In our case it was the simplest words that defied our brain.
He? Him? It was difficult to know what to call him - the person who had murdered our daughter.
Over the years, I’ve been in many conversations with other parents of murdered children who also did not know what to call the person who had killed their child. Some referred to him as: “the one”; “the killer”; “the murderer”; “the life-taker”; “the perpetrator”; even “the enemy.” To avoid all of this, some victims gave him a nickname or referred to him only by initials. It seems there is no consensus.
Once in the justice system, the accused was referred to as a person of interest, the suspect, someone implicated, or someone under suspicion. Once charged, he became known as the accused, offender, defendant, the prisoner, and eventually the appellant.

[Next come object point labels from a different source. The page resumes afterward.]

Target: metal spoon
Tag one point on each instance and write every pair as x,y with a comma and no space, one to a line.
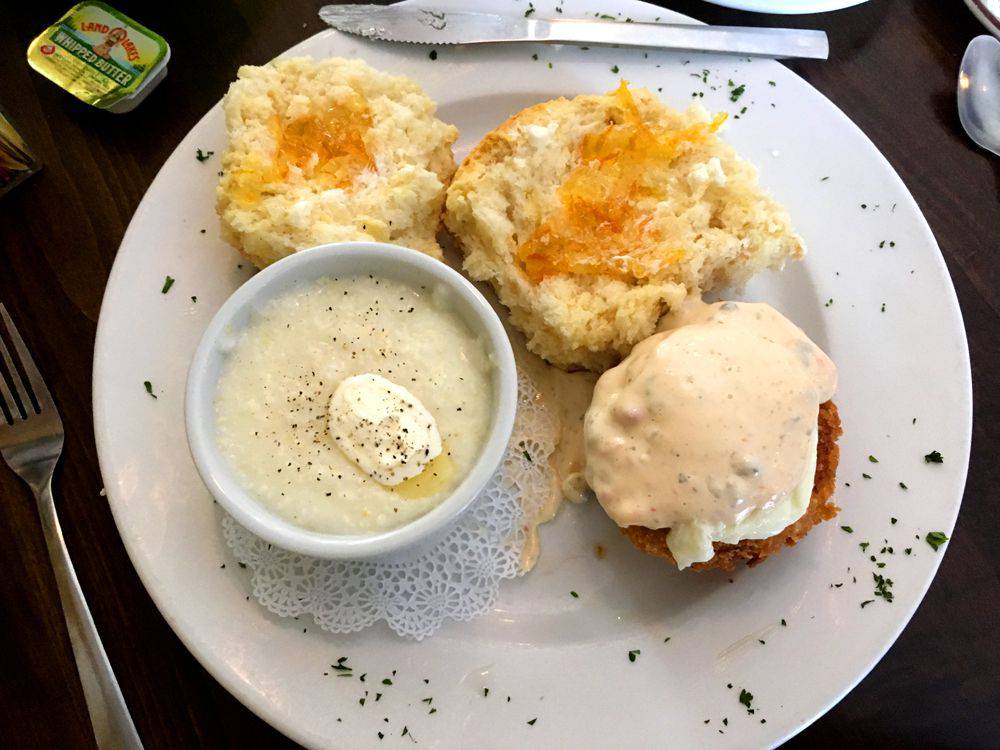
979,92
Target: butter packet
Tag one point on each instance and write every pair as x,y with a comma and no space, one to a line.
101,56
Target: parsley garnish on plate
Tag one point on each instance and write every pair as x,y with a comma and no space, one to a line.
883,587
936,539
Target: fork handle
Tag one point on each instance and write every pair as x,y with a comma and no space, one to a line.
109,716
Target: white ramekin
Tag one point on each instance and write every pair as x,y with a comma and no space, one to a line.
299,269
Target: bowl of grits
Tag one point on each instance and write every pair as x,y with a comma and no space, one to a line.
351,400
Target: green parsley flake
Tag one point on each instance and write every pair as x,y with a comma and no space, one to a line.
936,539
883,586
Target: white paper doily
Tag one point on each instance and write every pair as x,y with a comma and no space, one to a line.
414,592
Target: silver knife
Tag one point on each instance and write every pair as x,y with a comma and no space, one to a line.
426,25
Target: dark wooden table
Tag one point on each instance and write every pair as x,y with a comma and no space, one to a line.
892,71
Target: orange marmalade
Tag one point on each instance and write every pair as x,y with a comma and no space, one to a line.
600,226
326,147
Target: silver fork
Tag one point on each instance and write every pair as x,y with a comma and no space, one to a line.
31,440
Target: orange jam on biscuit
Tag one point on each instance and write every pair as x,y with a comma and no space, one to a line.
326,147
600,226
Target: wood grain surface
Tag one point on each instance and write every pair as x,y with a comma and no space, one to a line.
892,70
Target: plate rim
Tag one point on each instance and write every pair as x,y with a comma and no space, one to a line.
264,709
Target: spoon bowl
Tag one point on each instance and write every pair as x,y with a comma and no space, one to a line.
979,92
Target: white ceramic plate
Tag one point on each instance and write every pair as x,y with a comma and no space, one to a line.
788,7
564,660
988,12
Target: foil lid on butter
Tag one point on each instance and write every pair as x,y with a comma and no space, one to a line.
101,56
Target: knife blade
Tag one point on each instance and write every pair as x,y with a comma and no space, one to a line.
427,25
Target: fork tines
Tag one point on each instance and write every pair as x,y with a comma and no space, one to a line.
22,390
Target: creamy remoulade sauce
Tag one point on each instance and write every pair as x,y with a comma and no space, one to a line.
709,427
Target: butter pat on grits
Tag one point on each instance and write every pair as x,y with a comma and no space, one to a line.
354,405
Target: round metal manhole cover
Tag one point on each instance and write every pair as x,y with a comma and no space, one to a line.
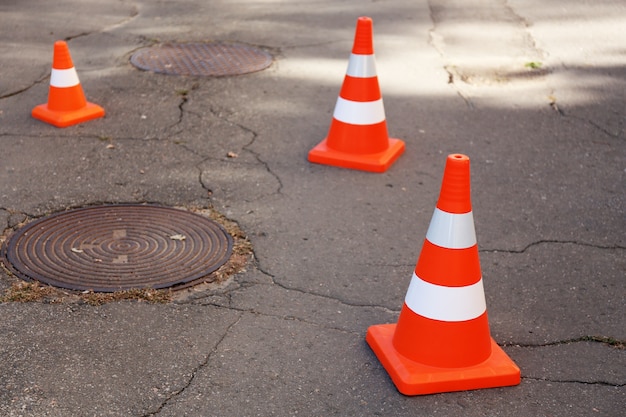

Later after sentencing, it was criminal, convict, felon, con, crook, sinner, guilty person, inmate. The names are endless. But during the court process, the lawyers and Judge would call him Mr. Grant.
After we learned that the police had an accused, but we didn’t know his name - we dubbed him “Factor X.”
Suffering from a concussed brain - we were at an extreme disadvantage in the courtroom listening to the Judge's that first day.
It started with the "charge."
“Now the phrase ‘beyond a reasonable doubt’ is a very important part of our criminal justice system,” the Judge explained.
The Judge continued as if reading my mind. “A reasonable doubt, as I explained early on, is not a farfetched or frivolous doubt. It is not a doubt based on sympathy or prejudice. It is a doubt based on reason and common sense. It is a doubt that logically arises from the evidence or the lack of evidence.”
He paused, looked at the jury, letting them ponder his words.
“You should also remember, however, that it is nearly impossible to prove anything with absolute certainty. Crown counsel is not required to do so. Absolute certainty is a standard of proof that is impossibly high and it does not exist in law,” he concluded.
We didn't understand....
The words were concise - but our minds were concussed.
Words are singularly the most powerful force available to humanity. We can choose to use this force constructively with words of encouragement, or destructively using words of despair. Words have energy and power with the ability to help, to heal, to hinder, to hurt, to harm, to humiliate and to humble. - Yehuda Berg
The language function which are regions in our frontal, temporal and parietal lobes formulate what you want to say and the motor cortex, in your frontal lobe, enables you to speak the words. Most of this language-related brain activity is likely occurring in the left side of your brain.
After trauma our words escape us or we find that we are in a new world with a new vocabulary. Forgiveness is the first word that opens up the possibility of a new language - a new new set of words. Forgiveness words are accurate, truthful and full of grace and understanding.